If we don’t want to fall prey to the faith equivalent of snake oil or worsen existing spiritual narcissism, we need language to rediscover and renegotiate our oneness. We need pathways to rebuild our collective spiritual wellbeing.
I’ve been reading more about post-traumatic growth, the phenomenon of positive change in the wake of trauma. Post-traumatic growth is not a given. It requires a fair amount of creative destruction of old ways of thinking and the construction of new sources of identity and meaning. The process can be messy, non-linear, and emotionally painful for those going through it. But the outcomes, which include building stronger, more meaningful relationships and increased emotional resilience, generally outweigh these negatives.
While research is still ongoing, one thing that aids this process? Artistic and creative expression.
Taken together, the research and anecdotes support the potentially immense benefit of engaging in art therapy or expressive writing to help facilitate the rebuilding process after trauma. Writing about a topic that triggers strong emotions ("expressive writing") for just fifteen to twenty minutes a day has been shown to help people create meaning from their stressful experiences and better express both their positive and negative emotions.

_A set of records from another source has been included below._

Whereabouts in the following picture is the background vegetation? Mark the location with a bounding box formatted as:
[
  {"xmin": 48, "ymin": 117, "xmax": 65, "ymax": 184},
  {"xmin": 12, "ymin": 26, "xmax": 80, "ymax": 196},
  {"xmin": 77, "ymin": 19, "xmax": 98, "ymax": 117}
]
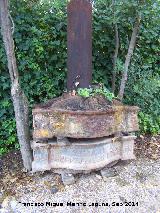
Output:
[{"xmin": 0, "ymin": 0, "xmax": 160, "ymax": 154}]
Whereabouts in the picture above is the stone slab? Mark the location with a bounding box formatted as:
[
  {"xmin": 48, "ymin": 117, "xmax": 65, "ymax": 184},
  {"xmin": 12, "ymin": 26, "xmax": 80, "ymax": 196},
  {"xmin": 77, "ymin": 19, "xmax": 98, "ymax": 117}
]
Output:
[
  {"xmin": 32, "ymin": 136, "xmax": 136, "ymax": 172},
  {"xmin": 33, "ymin": 106, "xmax": 139, "ymax": 139}
]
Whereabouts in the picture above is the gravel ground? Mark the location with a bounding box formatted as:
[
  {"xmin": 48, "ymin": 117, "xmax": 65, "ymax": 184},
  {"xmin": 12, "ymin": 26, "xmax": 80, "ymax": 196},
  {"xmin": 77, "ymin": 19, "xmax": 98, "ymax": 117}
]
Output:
[{"xmin": 0, "ymin": 158, "xmax": 160, "ymax": 213}]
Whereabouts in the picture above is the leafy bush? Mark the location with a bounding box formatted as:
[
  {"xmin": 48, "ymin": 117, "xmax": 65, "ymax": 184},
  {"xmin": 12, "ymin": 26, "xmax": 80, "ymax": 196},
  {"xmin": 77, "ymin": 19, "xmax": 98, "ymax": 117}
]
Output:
[
  {"xmin": 77, "ymin": 86, "xmax": 114, "ymax": 101},
  {"xmin": 0, "ymin": 0, "xmax": 160, "ymax": 153}
]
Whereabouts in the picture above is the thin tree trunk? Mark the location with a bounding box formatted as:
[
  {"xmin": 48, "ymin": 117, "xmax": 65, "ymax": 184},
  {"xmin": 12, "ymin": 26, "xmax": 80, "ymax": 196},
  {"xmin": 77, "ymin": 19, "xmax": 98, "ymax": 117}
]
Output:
[
  {"xmin": 112, "ymin": 24, "xmax": 119, "ymax": 93},
  {"xmin": 118, "ymin": 17, "xmax": 140, "ymax": 100},
  {"xmin": 0, "ymin": 0, "xmax": 32, "ymax": 171}
]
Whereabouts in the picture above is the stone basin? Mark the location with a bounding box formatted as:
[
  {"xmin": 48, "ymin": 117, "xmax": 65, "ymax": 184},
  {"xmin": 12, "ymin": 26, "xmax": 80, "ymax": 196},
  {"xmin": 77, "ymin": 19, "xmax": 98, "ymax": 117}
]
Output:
[
  {"xmin": 31, "ymin": 94, "xmax": 138, "ymax": 174},
  {"xmin": 32, "ymin": 95, "xmax": 139, "ymax": 140}
]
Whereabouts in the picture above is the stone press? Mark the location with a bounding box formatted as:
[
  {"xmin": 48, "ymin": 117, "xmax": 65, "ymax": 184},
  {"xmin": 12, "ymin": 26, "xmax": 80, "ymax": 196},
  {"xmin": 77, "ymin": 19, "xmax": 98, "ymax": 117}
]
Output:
[{"xmin": 31, "ymin": 0, "xmax": 138, "ymax": 183}]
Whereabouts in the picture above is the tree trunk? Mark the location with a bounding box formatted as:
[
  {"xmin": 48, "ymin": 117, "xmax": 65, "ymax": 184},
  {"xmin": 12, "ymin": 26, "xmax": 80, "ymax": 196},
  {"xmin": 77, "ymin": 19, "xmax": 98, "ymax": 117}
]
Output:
[
  {"xmin": 118, "ymin": 17, "xmax": 140, "ymax": 100},
  {"xmin": 0, "ymin": 0, "xmax": 32, "ymax": 171},
  {"xmin": 112, "ymin": 24, "xmax": 119, "ymax": 93}
]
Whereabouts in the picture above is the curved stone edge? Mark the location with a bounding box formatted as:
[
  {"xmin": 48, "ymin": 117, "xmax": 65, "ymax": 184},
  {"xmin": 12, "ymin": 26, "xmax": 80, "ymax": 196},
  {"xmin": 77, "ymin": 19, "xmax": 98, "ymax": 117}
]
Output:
[{"xmin": 32, "ymin": 136, "xmax": 136, "ymax": 173}]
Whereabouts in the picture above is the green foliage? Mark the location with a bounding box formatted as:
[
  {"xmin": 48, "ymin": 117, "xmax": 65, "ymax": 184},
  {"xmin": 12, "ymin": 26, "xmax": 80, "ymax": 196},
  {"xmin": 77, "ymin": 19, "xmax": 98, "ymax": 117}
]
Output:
[
  {"xmin": 77, "ymin": 86, "xmax": 114, "ymax": 101},
  {"xmin": 0, "ymin": 0, "xmax": 160, "ymax": 153}
]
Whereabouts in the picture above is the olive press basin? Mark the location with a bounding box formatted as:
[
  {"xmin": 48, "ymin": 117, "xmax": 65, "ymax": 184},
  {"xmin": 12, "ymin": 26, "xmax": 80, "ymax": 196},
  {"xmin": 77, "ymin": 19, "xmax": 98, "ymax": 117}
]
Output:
[{"xmin": 32, "ymin": 105, "xmax": 139, "ymax": 139}]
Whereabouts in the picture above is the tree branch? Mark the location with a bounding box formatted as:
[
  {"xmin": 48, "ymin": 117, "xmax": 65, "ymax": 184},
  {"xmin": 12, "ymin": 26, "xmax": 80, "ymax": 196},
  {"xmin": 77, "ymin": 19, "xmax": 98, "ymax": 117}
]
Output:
[
  {"xmin": 112, "ymin": 24, "xmax": 119, "ymax": 93},
  {"xmin": 118, "ymin": 16, "xmax": 140, "ymax": 100}
]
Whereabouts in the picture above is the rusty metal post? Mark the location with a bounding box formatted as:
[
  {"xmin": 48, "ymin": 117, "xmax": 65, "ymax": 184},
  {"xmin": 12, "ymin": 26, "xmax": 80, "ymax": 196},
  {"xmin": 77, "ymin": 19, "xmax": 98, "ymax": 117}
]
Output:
[{"xmin": 67, "ymin": 0, "xmax": 92, "ymax": 90}]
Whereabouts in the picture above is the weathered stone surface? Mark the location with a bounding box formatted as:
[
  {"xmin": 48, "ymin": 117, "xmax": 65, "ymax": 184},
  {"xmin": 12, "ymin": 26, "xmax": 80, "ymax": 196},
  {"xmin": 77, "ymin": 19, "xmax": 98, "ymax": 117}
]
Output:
[
  {"xmin": 61, "ymin": 173, "xmax": 75, "ymax": 185},
  {"xmin": 33, "ymin": 106, "xmax": 139, "ymax": 139},
  {"xmin": 32, "ymin": 136, "xmax": 136, "ymax": 171},
  {"xmin": 101, "ymin": 168, "xmax": 117, "ymax": 178}
]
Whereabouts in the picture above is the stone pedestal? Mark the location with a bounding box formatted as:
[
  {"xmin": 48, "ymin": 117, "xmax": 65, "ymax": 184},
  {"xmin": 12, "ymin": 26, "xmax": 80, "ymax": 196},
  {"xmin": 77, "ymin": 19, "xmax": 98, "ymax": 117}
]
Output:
[{"xmin": 32, "ymin": 136, "xmax": 136, "ymax": 173}]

Another pathway on the road to healing this collective loss of faith in humanity comes from the Nap Ministry, an organization that advocates for the liberatory power and collective and individual healing that comes from naps. Founder Tricia Hersey had this to say about the healing effect of naps:
The concept of rest imagines a new mental space. It’s rooted in liberation and justice. It’s more than a nap; it’s a pushback and disruption to help make people see themselves as divine human beings. It’s about community care: the idea of communal care, mutual aid, and interconnection with each other. We offer care to people who live in a place that doesn’t give them that care. We all have been traumatized by the systems in place. When people are mean and angry, I really just see it as an indication of deep trauma of their own self. White people need to do that spiritual and ancestral healing too, learn of their lineage, of what their place means in the world. Not just read a book. They have to change and give up power. They have to do it on their own. They have to interrogate themselves.